The list of members appointed to the expert committee can be found here.

The committee’s work will kick off at a public meeting to be announced in the coming weeks. The committee will review scientific evidence on specific nutrition and health related topics and scientific questions that, for the first time, reflect both public comments and federal agency input. Throughout their deliberations, the public and other stakeholders will be encouraged to provide comments and feedback.

“In our continuing commitment to transparency and customer service, we invite the American public to engage in this process,” said Secretary Perdue. “We want to hear from everyone and all viewpoints. I encourage everyone with an interest to attend public meetings and to send comments through the Federal Register once the committee begins their work.”

The next edition of the Dietary Guidelines for Americans will continue to focus on dietary patterns of what Americans eat and drink as a whole, on average and over time, to help prevent disease and keep people healthy. Additionally, the review process will take a life-stage approach and will, for the first time, include pregnant women and children from birth to 24 months as mandated by the 2014 Farm Bill.

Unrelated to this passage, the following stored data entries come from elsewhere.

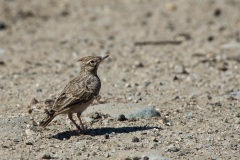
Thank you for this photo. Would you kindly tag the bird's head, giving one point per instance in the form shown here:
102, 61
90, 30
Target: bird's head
91, 63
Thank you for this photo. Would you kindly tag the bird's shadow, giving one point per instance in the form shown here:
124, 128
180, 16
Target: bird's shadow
101, 131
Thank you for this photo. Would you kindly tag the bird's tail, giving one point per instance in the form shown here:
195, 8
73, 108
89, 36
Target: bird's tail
50, 116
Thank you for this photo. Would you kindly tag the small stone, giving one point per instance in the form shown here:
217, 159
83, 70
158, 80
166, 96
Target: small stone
135, 139
238, 115
171, 6
46, 156
175, 78
39, 90
189, 115
122, 117
2, 25
29, 143
155, 140
106, 136
2, 63
173, 149
33, 101
136, 158
145, 113
107, 155
217, 12
210, 38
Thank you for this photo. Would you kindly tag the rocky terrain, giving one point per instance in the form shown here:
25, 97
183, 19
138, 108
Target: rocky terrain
170, 87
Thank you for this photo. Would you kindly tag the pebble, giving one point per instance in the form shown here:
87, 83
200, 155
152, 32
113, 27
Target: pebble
2, 63
33, 101
29, 143
145, 113
2, 51
122, 117
106, 136
2, 25
135, 139
136, 158
189, 115
107, 155
173, 149
145, 158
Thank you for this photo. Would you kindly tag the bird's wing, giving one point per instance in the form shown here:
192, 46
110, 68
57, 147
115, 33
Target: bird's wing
77, 91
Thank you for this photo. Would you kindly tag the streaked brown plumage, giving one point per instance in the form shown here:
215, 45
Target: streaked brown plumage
78, 93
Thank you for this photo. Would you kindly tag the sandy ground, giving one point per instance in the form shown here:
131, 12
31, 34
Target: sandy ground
182, 57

The Dietary Guidelines for Americans are updated every five years and serve as the cornerstone of federal nutrition programs and policies, providing food-based recommendations to help prevent diet-related chronic diseases and promote overall health.

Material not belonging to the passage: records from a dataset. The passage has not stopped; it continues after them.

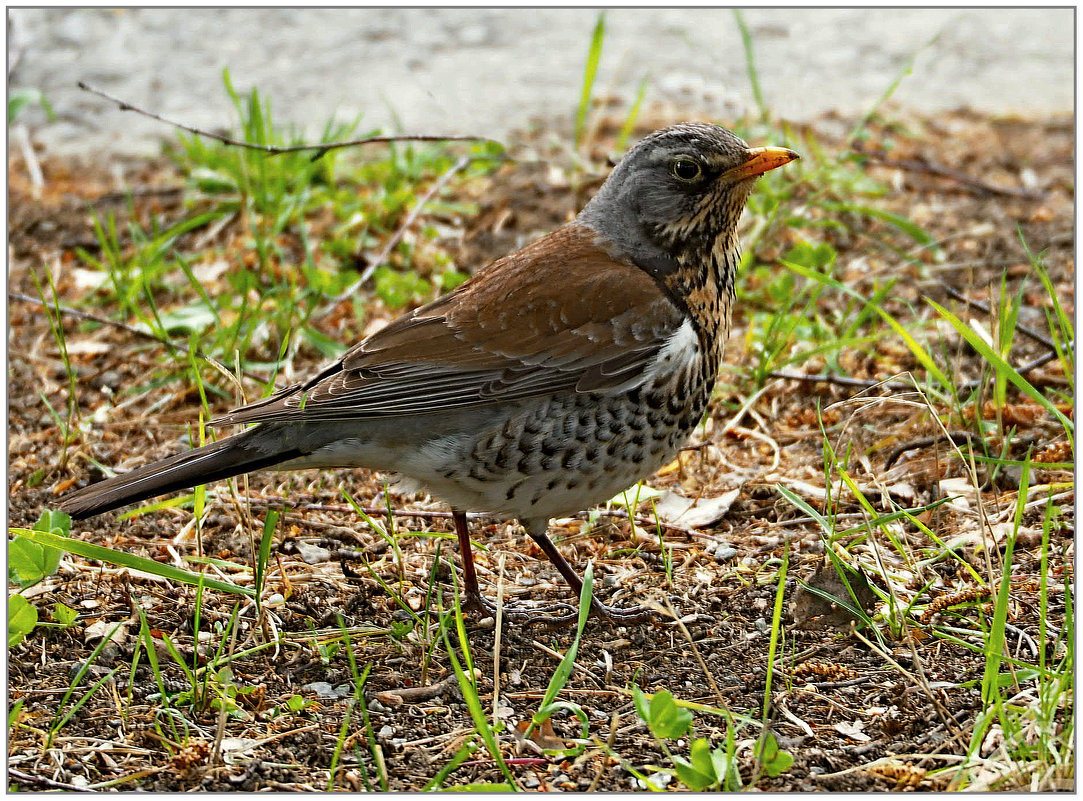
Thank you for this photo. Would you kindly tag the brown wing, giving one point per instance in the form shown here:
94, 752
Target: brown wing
558, 315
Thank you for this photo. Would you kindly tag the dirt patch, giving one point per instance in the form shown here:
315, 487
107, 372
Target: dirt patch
838, 703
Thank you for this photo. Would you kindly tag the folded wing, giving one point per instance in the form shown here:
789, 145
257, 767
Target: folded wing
557, 316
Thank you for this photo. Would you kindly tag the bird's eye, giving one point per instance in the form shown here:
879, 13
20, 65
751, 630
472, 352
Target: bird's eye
686, 169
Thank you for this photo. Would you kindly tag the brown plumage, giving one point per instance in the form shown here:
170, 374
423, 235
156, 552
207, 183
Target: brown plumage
553, 379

USDA’s Food and Nutrition Service (FNS) works to reduce food insecurity and promote nutritious diets among the American people. The agency administers 15 nutrition assistance programs that leverage America’s agricultural abundance to ensure children and low-income individuals and families have nutritious food to eat. FNS also co-develops the Dietary Guidelines for Americans, which provides science-based nutrition recommendations and serves as the cornerstone of federal nutrition policy. For information and links, go to DietaryGuidelines.gov.

The HHS Office of Disease Prevention and Health Promotion (ODPHP) provides leadership for disease prevention and health promotion initiatives on behalf of the HHS Secretary and as part of the HHS Office of the Assistant Secretary for Health. ODPHP co-develops the Dietary Guidelines for Americans with USDA and leads the development of Physical Activity Guidelines for Americans. ODPHP also leads the Healthy People initiative, which sets evidence-based, 10-year national goals and objectives for improving the health of all Americans.